Event Modeling Lab
Retrieval Prompts
- State the three non-negotiable properties of an event.
- Give a one-sentence test for "is this an event or a command?"
- Name the three minimum fields every event payload must carry and why.
- Explain why a "correction" to an event is a new event, not a mutation.
- Describe the shift from CRUD to events in one sentence.
Compare and Distinguish
Separate these pairs clearly:
- event vs command (intent, tense, consumer count, reply expectation)
- event vs query (does anyone reply? does the caller wait?)
- CRUD update vs domain event (
UPDATE email = ?vsEmailAddressChanged) - audit log vs event stream (read-only for humans vs consumed by systems)
- event notification vs event-carried state transfer (thin vs fat payload, preview of Cluster 2)
Common Mistake Check
For each statement, name the error and give the corrected form:
- "We publish
SendWelcomeEmailto Kafka because it is an event-driven system." - "Our event is
OrderUpdatedwith a payload of the new order state." - "We republish the same event with a correction when we find a bug in the payload."
- "Every database
UPDATEin our service becomes a domain event." - "Our event payload is just
{'order_id': '...'}because the consumer can query back for details." - "We name our event topic
ordersand put creates, updates, deletes, and queries on it."
Mini Application -- Event Storming a Bounded Context
Pick a bounded context you know (checkout, ride dispatch, support tickets, insurance claims). In 40 minutes:
Step 1 (10 min): Raw brain dump
- list every domain transition (state change that matters to someone) in past tense
- aim for 15-25 candidate events
- do not edit yet; it is a brainstorm
Step 2 (10 min): Rename and prune
For each candidate:
- rewrite in clean past tense (
OrderPlaced, notOrder Was Placed by a User) - delete any that are commands in disguise
- mark those that are really one event split into two, or two events collapsed into one
- end with 10-15 clean events
Step 3 (10 min): Draft payload and metadata
For 5 of the events, write:
event_id,occurred_at,subject_id- 3-6 payload fields
- which service is the producer
- two plausible consumers
Step 4 (10 min): The disguised-command test
For each of the 5 events, apply the checklist from Concept 01:
- past tense?
- fact, not instruction?
- ≥2 plausible consumers?
- producer is authoritative?
- payload is meaningful without a callback (or deliberately notification-style)?
- has
event_idandoccurred_at?
Mark any that fail. Rewrite or discard.
The Disguised Command Drill
Each of the following is disguised as an event. Rewrite each as the fact it should express. Hint: the form is usually X -> XWas[Verb]ed or XHappened.
SendPasswordResetEmail->RetryFailedPayment->NotifyDriverOfNewTrip->RefundCustomer->AllocateWarehouseSlot->RollbackOrderOnError->
Sample expected answers: PasswordResetRequested, PaymentFailed, TripAssigned, RefundIssued, WarehouseSlotAllocated, OrderAborted. Your answers do not have to match exactly -- they just have to be facts, not instructions.

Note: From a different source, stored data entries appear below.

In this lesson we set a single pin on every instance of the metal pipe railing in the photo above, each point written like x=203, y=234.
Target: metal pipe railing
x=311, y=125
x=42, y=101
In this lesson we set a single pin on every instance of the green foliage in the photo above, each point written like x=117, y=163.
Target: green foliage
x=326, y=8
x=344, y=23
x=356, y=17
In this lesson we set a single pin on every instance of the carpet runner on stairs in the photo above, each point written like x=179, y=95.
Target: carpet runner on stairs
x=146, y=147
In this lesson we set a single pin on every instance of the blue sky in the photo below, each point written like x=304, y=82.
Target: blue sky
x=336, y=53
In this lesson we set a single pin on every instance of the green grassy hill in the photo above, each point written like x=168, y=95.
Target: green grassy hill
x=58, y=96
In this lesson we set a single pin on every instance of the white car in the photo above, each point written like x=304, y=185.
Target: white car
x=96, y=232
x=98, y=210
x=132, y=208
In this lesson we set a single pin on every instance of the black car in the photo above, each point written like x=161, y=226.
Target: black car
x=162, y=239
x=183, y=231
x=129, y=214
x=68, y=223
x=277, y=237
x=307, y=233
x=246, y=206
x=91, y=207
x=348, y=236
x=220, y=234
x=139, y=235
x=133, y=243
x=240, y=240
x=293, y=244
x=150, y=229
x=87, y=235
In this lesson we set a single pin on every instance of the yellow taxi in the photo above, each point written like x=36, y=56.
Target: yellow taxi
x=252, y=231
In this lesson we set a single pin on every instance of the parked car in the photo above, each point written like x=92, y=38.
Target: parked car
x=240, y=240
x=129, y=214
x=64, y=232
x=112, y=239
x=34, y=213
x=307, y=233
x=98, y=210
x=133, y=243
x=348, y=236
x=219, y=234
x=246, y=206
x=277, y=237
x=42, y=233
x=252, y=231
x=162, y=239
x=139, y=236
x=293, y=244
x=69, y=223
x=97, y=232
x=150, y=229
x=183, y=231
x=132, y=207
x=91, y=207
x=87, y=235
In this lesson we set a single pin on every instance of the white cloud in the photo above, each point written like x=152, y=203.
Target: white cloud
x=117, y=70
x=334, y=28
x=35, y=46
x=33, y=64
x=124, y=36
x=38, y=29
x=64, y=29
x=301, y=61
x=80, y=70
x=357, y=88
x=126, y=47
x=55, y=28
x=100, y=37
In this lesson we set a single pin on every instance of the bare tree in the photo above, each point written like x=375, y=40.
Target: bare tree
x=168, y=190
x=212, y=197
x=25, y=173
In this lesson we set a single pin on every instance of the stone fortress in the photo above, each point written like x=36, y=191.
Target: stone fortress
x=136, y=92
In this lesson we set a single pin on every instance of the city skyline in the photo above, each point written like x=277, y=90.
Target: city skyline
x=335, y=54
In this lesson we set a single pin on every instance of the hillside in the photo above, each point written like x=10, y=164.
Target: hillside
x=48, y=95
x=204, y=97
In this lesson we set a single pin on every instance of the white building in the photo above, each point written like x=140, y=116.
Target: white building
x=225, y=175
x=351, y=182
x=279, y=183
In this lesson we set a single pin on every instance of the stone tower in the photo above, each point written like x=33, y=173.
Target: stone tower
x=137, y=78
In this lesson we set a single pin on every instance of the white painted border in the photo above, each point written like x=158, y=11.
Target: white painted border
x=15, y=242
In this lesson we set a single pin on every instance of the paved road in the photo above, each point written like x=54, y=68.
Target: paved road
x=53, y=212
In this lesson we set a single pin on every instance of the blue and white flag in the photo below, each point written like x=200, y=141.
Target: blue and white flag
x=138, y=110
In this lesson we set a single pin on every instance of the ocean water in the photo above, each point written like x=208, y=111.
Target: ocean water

Common Confusions to Surface
After you finish, write one short sentence on each that you now understand better:
- why past-tense naming is not cosmetic
- why two consumers minimum is a useful "is it really an event?" check
- why the event producer must be the authoritative source
- why emitting one fat event carrying three different transitions is a modeling bug
Evidence Check
This page is complete only when:
- You produced an event catalog of 10-15 events with payloads for a real bounded context.
- You correctly relabeled all 6 disguised commands as facts.
- You can articulate, without the checklist, why a given message is an event or a command.
- You identified at least one place in your own or a known system where a command is disguised as an event.